Here is the logic behind my reasoning. Think about it. Sly and Slyette were chillin’ in the neighborhood for a year and Sly had yet to provide satisfactory accommodations. Food was not abundant in this neighborhood of manicured lawns, and Slyette was getting tired of his inability to find a suitable hole in the ground that they could call home.
She probably wants to raise some kits, and although the neighborhood is nice, she needs a den to call her own. Putting up with him for a year, Slyette had enough of his commitment issues and went back to the woods or swamp to move on from their failing relationship and court a fox with more to offer.
I am sure there is a lot of flawed reasoning in my version of this account, but it’s my story, and I am sticking to it. If we separate the facts from all of this speculation, I can tell you that the fox is real, he is hanging round our city neighborhood, and residents are talking about him. Other than that, everything else being reported by concerned citizens is simply hearsay and imagination.
Some of the neighbors have spread fear. Their thoughts are that this wild and starving animal is going to attack and eat their pets. Warnings to keep your dogs and kitties indoors have circulated.
Another alarmed neighbor reported that a colony of cats was seen chasing the fox down one of our streets. It’s my guess that this concerned citizen was afraid their ferocious lap cat might attack and bring the fox carcass back home for display on the doormat.
Obviously, there are conflicting opinions as to who, the pets or the fox, might dominate in a fair fight.
Others have expressed concern for the fox’s welfare. They wonder how he could survive in a city environment.
Well, let’s think about that. His basic needs are food, water, shelter and Palmetto Street traffic survival.
I’m not sure what a fox likes to eat. My husband says mice, snakes and bugs. I have no problem with that. He can dine on them day and night as far as I am concerned. As for water, I know where he gets a cool drink to satisfy his thirst. The other morning I rose early, gathered my copy of the Morning News and poured me a mug of fresh coffee with a healthy dose of French vanilla creamer.
Just out the window I saw movement.

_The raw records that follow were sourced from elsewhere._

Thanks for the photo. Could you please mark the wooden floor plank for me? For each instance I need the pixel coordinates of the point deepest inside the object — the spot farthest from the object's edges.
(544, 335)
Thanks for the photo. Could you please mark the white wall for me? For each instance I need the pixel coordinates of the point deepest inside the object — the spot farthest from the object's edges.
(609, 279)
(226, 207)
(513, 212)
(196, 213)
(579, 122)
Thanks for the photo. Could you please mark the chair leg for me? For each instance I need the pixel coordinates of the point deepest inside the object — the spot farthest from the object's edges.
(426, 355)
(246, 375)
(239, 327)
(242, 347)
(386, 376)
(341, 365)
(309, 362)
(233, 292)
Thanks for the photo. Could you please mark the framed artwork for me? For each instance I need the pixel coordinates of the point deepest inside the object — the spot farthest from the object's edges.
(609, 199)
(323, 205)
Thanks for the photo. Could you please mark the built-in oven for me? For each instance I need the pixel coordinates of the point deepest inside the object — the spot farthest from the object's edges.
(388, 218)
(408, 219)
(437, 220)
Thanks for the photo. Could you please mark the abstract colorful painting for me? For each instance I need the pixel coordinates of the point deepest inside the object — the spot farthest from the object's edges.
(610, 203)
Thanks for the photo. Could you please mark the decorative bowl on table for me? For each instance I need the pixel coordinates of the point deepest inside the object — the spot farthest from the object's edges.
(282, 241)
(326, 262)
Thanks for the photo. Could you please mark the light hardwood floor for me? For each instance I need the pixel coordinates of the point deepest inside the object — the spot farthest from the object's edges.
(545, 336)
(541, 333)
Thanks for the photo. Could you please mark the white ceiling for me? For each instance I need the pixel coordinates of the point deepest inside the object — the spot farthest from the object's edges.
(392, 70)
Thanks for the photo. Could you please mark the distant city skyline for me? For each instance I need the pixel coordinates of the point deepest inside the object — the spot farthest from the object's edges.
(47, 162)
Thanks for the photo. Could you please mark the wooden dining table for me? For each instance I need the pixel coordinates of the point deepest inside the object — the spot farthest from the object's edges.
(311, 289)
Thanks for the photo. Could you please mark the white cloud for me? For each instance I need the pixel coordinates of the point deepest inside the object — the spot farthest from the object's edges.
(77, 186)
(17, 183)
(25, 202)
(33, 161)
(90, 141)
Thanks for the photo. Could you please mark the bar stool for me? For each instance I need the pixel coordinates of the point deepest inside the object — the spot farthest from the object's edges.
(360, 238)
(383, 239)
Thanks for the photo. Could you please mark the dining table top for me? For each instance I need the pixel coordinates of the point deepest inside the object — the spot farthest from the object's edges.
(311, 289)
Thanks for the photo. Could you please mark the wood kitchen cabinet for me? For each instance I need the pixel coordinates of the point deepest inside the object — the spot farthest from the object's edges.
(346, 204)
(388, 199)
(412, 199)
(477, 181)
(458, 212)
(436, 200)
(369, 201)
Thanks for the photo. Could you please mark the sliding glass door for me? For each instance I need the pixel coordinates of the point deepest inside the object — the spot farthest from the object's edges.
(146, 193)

Sly had placed his front paws on the birdbath beside the backdoor and was lapping up water like crazy.
I think he might have found shelter. There is a drainage pipe under my driveway, and one of my closest neighbors reported seeing him going in and out of it late one evening.
His only other concern is the Palmetto Street traffic survival issue. I’m not sure who could help him with that. I sometimes worry about my survival as I make my way home.
In conclusion, I can report that many people in our neighborhood have seen Sly. There seems to be concern about him, and some residents have claimed to have reported him to Animal Control.
All I can tell you thus far is that he has outfoxed everyone, including Animal Control and Palmetto Street traffic.